NR
Nauticus Robotics, Inc. (KITT)·Q4 2022 Earnings Summary
Executive Summary
- Q4 2022 revenue was $3.23M, beating internal expectations, with GAAP EPS of -$0.21 and adjusted EPS of -$0.19; total costs and expenses rose to $10.35M as public-company G&A and cost of revenue increased .
- Versus prior year, revenue fell from $5.35M and GAAP EPS improved from -$1.17; versus Q3, revenue grew slightly from $2.98M, while operating loss widened to -$7.12M .
- Supply-chain resolution enabled updated delivery timing (Aquanaut/Hydronaut in Q2–Q3 2023) and commissioning to follow; each Nauticus Fleet pair is expected to generate $6–$10M annual revenue as commercial services launch progresses in 2023 .
- Strategic catalysts include continued progress on DIU programs, successful Shell in‑water demos, and North Sea expansion (Stavanger, Aberdeen), positioning defense and commercial traction into 2023–2024 .
What Went Well and What Went Wrong
-
What Went Well
- Revenue met and exceeded internal expectations for Q4, reflecting execution despite supply-chain constraints .
- Defense programs advanced (DIU mine countermeasures), supporting future dual-use monetization and licensing pathways .
- International expansion initiated with operating bases in Stavanger and Aberdeen to target North Sea offshore opportunities .
- CEO: “Our continued progress with the DIU and Shell are testimonials of what’s to come as we deploy the most advanced and capable ocean robotic systems in the world.” .
-
What Went Wrong
- Revenue declined YoY (Q4: $3.23M vs $5.35M prior year) due to timing of revenue recognized on the largest 2021 contract in the prior-year period .
- Costs elevated: total costs and expenses rose to $10.35M (+$3.59M YoY) on cost of revenue and public-company G&A, compressing profitability .
- Supply-chain delays pushed fleet deliveries and commercialization ramp; management flagged slides of commercial service revenue into 2024 in prior commentary .
Financial Results
KPIs
Guidance Changes
Earnings Call Themes & Trends
Management Commentary
- “Our mission is to improve the way industries operate in the ocean through the use of artificial intelligence.” (CEO Nic Radford) .
- “We… expect each of its Nauticus Fleet pairs… to have the potential to generate $6–$10 million of revenue per year.” .
- On commercialization timing: supply-chain delays “push back our entire program… material commercial service revenue in 2024 versus anticipated second half of 2023 previously” .
- On Shell pilot: “test remote operations using supervised autonomy and tool control… leveraging acoustic communications technology” with mid‑2023 ocean pilot .
Q&A Highlights
- Revenue productivity of initial Aquanauts: Q1 commissioning and Q2 qualification, with some customer-supported qualification (e.g., Shell), before full revenue contribution .
- Non-GAAP and adjustments: discussion of warrant liability valuation, earnout share valuation, and one-time merger expenses impacting GAAP loss vs adjusted loss .
- Inventory vs capex classification: Olympic Arm and fleet build drove inventory in Q3; future fleet units expected to roll into capex as RaaS scales .
- DIU opportunity set: ToolKITT licensing in “hundreds to mid‑hundreds” of ROVs; dual-use platforms create high-margin recurring software revenue .
Estimates Context
- Wall Street consensus (S&P Global) for Q4 2022 EPS and revenue was unavailable at time of request due to S&P Global rate limits.
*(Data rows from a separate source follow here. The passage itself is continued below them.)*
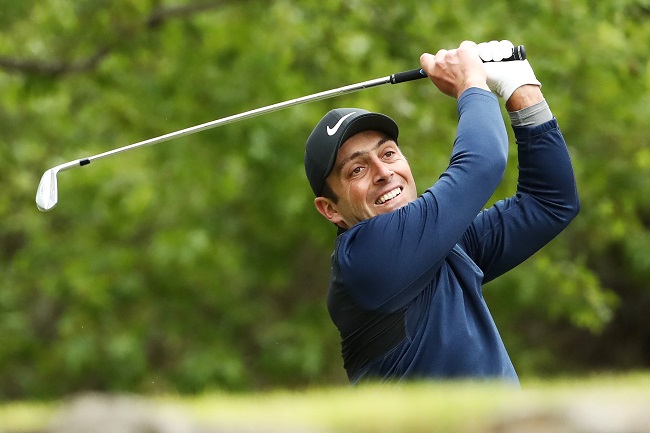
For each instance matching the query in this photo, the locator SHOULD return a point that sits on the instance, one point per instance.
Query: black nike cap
(329, 135)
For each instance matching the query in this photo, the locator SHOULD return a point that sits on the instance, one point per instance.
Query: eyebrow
(339, 168)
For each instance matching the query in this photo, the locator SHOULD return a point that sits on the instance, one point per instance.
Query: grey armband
(530, 116)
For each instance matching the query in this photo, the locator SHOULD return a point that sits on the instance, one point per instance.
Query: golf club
(47, 192)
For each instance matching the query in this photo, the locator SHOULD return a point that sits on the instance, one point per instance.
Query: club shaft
(519, 53)
(245, 115)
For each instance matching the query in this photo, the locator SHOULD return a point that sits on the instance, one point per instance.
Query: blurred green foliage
(202, 264)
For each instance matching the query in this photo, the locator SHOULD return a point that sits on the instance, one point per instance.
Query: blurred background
(201, 264)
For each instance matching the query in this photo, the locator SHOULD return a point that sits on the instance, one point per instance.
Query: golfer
(407, 270)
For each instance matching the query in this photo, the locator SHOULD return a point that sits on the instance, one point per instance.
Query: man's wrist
(524, 97)
(534, 115)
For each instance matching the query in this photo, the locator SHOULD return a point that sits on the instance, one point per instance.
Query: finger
(467, 44)
(506, 48)
(484, 51)
(496, 51)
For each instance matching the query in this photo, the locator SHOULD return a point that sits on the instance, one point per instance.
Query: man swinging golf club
(407, 270)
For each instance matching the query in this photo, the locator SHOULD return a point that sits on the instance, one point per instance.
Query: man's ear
(328, 209)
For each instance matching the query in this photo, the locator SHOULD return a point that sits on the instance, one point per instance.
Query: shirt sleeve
(387, 260)
(546, 201)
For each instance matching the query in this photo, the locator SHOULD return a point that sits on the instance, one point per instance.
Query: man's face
(370, 177)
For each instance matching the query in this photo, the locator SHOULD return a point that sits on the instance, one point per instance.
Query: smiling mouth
(389, 196)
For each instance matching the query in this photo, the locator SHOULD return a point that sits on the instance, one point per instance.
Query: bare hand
(454, 71)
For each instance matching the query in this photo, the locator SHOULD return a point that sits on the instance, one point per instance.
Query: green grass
(445, 407)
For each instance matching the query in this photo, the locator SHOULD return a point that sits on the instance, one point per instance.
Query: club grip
(518, 53)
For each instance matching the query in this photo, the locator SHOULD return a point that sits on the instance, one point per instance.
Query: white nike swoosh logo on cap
(332, 131)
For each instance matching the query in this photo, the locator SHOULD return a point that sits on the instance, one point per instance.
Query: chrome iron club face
(47, 194)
As a result, estimate-based beat/miss analysis cannot be provided. Management noted Q4 revenue “exceeding expectations,” indicating an internal beat versus company expectations .
Key Takeaways for Investors
- Q4 2022 met internal expectations on revenue ($3.23M) while profitability remained pressured by higher cost of revenue and public-company G&A; watch for operating leverage as fleet deployments commence .
- Supply-chain normalization and clarified delivery timeline (Q2–Q3 2023) are near-term catalysts; commissioning is slated to start soon after delivery .
- DIU contracts and ToolKITT licensing pathway provide non-dilutive validation and potential high-margin software revenue streams alongside hardware RaaS .
- Commercial traction with Shell progressed from feasibility to in‑water demonstrations; next phase scoping underway—monitor mid‑2023 pilot milestones .
- Expanded footprint in the North Sea (Stavanger/Aberdeen) aligns with targeted offshore wind and O&G IRM opportunities; supports utilization ramp once fleet is commissioned .
- Fleet economics strengthened: revenue potential raised to $6–$10M per fleet pair; as fleet scales, revenue mix should tilt toward RaaS with improved margins .
- Near-term trading implications: stock likely sensitive to delivery/commissioning updates and defense milestones; medium-term thesis hinges on converting pipeline into RaaS utilization with cost discipline and execution on software monetization .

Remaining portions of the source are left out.